Glancing over our shoulders to the games that were, we see Raid Over Moscow, released in 1984 by Access Software for the Commodore 64. It was released for most of the other major computer systems of the day the next year.
RoM was done by Bruce Carver, for the company he founded in 1982. This game and the terrific Beach-Head released in 1983 would be enough to put Access into the history books. However, Carver and his brother Roger also did the seminal golf game Leaderboard for the C64, likely the first true golf simulation most people had ever played. Not resting on their laurels, the Brothers Carver would take what they learned from Leaderboard and produce the wildly popular Links series of golf simulations for DOS computers, the first game appearing in 1990. When Access was purchased by Microsoft in 1999, the Links series absorbed Microsoft’s Golf games, continuing as further Links games up to 2003.

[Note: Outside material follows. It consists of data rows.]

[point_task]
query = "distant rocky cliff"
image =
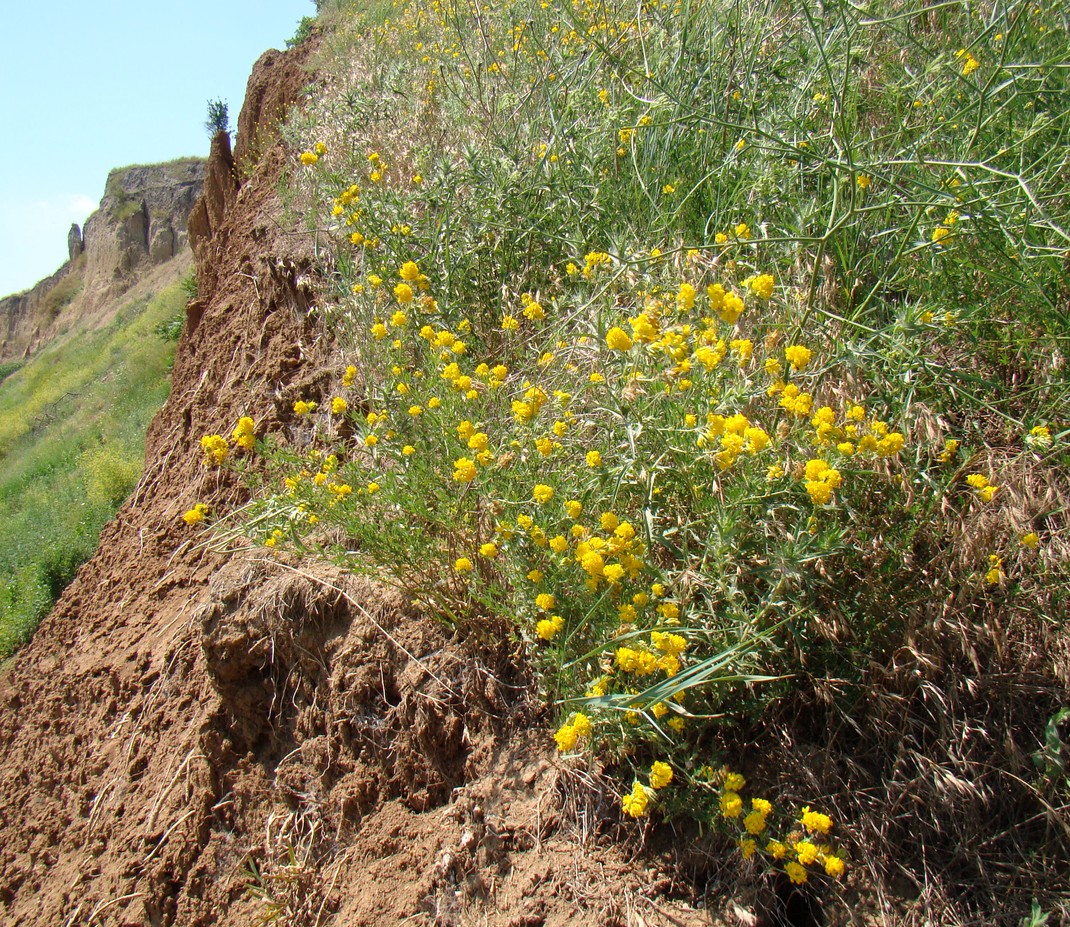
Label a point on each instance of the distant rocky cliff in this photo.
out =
(141, 223)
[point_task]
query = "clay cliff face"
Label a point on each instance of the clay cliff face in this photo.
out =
(141, 223)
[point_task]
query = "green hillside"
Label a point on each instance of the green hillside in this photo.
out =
(72, 441)
(715, 353)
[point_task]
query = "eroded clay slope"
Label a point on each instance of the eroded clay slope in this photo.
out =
(201, 739)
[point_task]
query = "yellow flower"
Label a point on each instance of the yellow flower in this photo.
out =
(754, 822)
(547, 627)
(566, 738)
(636, 802)
(815, 822)
(617, 339)
(798, 356)
(806, 851)
(543, 494)
(1040, 436)
(731, 804)
(196, 515)
(464, 470)
(762, 286)
(215, 449)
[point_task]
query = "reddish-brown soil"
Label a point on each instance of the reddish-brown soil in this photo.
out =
(198, 739)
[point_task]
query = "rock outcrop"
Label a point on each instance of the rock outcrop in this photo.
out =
(141, 223)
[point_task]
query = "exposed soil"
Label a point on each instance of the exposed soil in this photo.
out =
(198, 739)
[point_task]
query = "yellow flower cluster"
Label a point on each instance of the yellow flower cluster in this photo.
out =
(215, 449)
(821, 480)
(799, 848)
(196, 515)
(979, 482)
(245, 434)
(572, 731)
(636, 803)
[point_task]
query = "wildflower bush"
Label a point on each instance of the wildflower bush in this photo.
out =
(677, 339)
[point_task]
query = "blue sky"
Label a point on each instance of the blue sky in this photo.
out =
(88, 86)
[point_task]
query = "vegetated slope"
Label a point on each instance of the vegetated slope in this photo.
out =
(195, 739)
(72, 437)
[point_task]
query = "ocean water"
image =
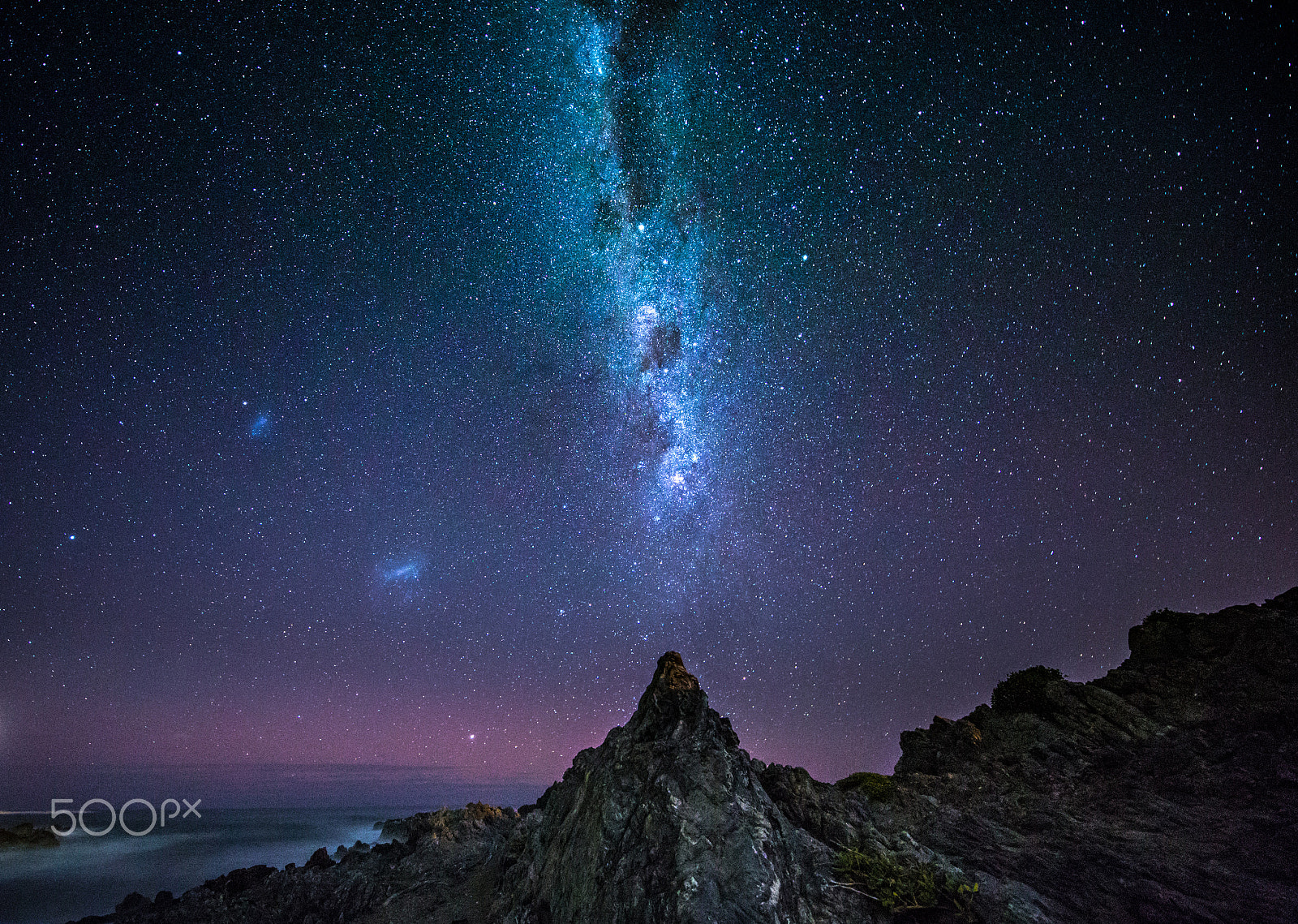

RoM puts the player in the shoes of squadron commander of a U.S. space station, on shift just as those godless commies decide to start WWIII. Once a launch as been detected, the clock starts ticking towards nuclear annihilation. You must get your pilots into their futuristic fighter aircraft, out of the hanger of the space station, and down to Earth where they match up against the defences of the city that has launched missiles towards North America.
Once on the ground, you enter a kind of Zaxxony mode where you fly through city defences in a psuedo-3D view. Dodging tanks, helicopters and trailing anti-aircraft missiles, you try and deal as much damage to the city before taking on the Soviet control silos.
With the control silo taken out, you rinse and repeat until you get down to just Moscow. One last run through the city, and you come to the Soviet Defense Center. With your bazooka, you must open the door to the reactor while comrades snipe from the walls and a strange UFO-looking tank tracks your every move. Once you open the white door to the reactor and have cleared out the enemy soldiers, it’s in to the reactor base and a duel with the robot maintenance crew. If you dispatch them with enough time to spare, you escape to fame and glory. If you fail to leave enough time to make it back to your ship, your family will be notified of your heroism.
RoM is one of the more compelling games in the C64 library, even though it is a mish-mash of other games such as the aforementioned Zaxxon, and it is sometimes not obvious what you have to do to continue the mission. The graphics are nice and clean, however, and pretty advanced for a C64 game.
Although I often wonder why the U.S. bothers with fighter jets when they obviously have a team of giants that tower over these fighter jets to do their bidding. They actually have to shrink these big guys before they fit in the jets. Where is the efficiency in that? Just strap rockets to the back of those bad boys and let them at it. And another question to leave you with… why are they wearing tap shoes?